Ne kadar asker, o kadar iyi!
Türkiye'de askerlik zorunlu. 18 yaşına gelen her erkek askerlik yapmak zorunda. Üniversiteye giden, yüksek öğretime devam edenler bu zorunluluğu belli şartlar altında 37 yaşına kadar erteleyebiliyor.
Er olarak askerlik süresi 15 ay. Yurtdışında üç yıldan fazla çalışanlar belli bir para ödeyerek sadece 21 günlük temel eğitime girebiliyor. Sonuçta her an orduda 730 bin kişi zorunlu askerlik yaparken yaklaşık 220 bin de profesyonel çalışan bulunuyor. Bu rakamlarla Türkiye dünyadaki en büyük ordulardan birine ve Amerika Birleşik Devletleri'nden (ABD) sonra NATO içindeki en büyük ikinci orduya sahip.
Zorunlu askerlik
Asker Alma Dairesi Başkanlığı gerçek rakamları açıklamasa da, şu an 400 bin insanın "asker kaçağı" olduğu tahmin ediliyor. Bu insanlar birçok resmi işlemi yapamıyor, pasaport alamıyor, evlenmiyor, çalışamıyor ve yakalandıklarında da cezalandırılıyor.
Zorunlu askerliği savunanlar bunun toplumsal birliği geliştirdiğini, varsılla yoksulu eşitlediğini savunuyor. "Her Türk'ün asker doğduğuna" dair bir inancı savunanlar da var.
Bununla birlikte zorunlu askerlik insanların hayatını etkiliyor. Askerlik yapmadığı için iş bulamayan, evlenmeyi, hayatıyla ilgili kararları erteleyen insanlar çok.
Sadece bunu ertelemek için bir üniversiteye girmeye çalışan, yurtdışında çalışan binlerce erkek var. Çocuğunun erkek olduğunu öğrenince, vatandaşlığa geçip askerlikten kurtulabilmesi için ABD'de doğum yapmayı planlayan –hali vakti yerinde- anneler var.
Her şeye rağmen askerlik yapmaktan kurtulamayanlar, suç işlemeyi göze alıp sahte raporlarla "çürük çıkmaya" çalışıyor. 133 kişinin bu yüzden yargılandığı dava gündemde.

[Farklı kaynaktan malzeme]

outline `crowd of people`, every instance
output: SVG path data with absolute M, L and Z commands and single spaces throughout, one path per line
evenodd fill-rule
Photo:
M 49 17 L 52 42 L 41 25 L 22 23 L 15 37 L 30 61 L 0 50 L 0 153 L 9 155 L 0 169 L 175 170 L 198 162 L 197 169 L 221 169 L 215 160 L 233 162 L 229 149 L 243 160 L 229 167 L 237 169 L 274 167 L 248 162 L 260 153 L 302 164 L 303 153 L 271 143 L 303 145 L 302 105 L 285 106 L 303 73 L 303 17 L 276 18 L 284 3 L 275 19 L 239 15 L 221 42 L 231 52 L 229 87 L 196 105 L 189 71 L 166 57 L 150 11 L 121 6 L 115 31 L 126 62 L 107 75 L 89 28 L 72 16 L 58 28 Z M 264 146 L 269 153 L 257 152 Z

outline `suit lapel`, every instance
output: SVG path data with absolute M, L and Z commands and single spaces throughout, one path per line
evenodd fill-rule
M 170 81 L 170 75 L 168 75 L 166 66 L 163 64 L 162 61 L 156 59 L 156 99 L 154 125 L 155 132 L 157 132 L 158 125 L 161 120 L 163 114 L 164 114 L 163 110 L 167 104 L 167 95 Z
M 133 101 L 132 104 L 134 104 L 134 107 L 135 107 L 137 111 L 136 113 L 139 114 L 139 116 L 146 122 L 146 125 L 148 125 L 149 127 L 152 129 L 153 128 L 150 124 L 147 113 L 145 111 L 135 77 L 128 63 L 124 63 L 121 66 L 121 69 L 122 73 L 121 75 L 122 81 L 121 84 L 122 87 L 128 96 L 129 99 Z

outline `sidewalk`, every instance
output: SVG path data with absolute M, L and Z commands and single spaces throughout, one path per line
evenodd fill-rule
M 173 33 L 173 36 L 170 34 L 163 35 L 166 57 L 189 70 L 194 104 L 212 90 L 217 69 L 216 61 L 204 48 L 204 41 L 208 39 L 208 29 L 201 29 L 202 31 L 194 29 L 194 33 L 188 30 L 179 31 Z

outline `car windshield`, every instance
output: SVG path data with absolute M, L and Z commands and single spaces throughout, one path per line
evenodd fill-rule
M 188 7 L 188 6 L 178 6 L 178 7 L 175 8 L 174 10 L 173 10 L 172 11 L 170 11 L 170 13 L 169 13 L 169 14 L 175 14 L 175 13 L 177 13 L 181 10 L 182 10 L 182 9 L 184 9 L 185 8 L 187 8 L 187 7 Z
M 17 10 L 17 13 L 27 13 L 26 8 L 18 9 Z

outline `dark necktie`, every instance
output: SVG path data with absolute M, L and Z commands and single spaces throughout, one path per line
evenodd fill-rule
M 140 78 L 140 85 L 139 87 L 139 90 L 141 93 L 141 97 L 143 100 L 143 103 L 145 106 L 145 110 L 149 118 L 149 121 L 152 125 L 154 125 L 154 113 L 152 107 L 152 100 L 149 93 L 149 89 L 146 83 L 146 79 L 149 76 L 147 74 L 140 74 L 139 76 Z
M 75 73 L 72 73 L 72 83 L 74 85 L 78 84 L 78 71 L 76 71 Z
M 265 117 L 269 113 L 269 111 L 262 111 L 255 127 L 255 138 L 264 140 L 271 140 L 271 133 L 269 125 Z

Türkiye, birçok ülkede hak olan vicdani reddi de –politik, dini inanç ya da ahlaki gerekçelerle eline silah almayı reddetme hakkını- tanımıyor.
İsveç örneği
Bütün bu gerçekler bir reform gerekçesi değil. Aksine, yukarıda yaşanan ve toplum içinde oldukça yaygın bir soruna işaret eden konuları konuşmak bile "halkı askerlikten soğutmak" gerekçesiyle cezalandırılıyor.
Bugün dünyada tamamen profesyonel/gönüllü ordulara sahip ülkelerin yanı sıra Türkiye gibi askerliğin zorunlu olduğu ülkeler, iki modelin bir arada olduğu ülkeler de var.
Birçok ülke de barış zamanında orduyu küçültüp, askeri harcamaları başka alanlara aktarmaya çalışıyor. İsveç buna bir örnek.
1980'lerde, Soğuk Savaş döneminde seferberlik halinde İsveç ordusu 1 milyona yakın askeri harekete geçirebilecek durumdaydı. Bugünse bu sayı 320 bine düşmüş durumda.
1975'te 45 bin olan silah altındaki asker sayısı 2004'te 15 bine düştü ve hükümet barış zamanlarında askerliği tamamen kaldırmayı tartışıyor. Bu yıl başında da "kaynak harcamamak için" bazı birliklerin dağıtılacağı açıklandı. Sadece yurtdışında barış görevine gidecek askerler gönüllülük esasına göre belirleniyor.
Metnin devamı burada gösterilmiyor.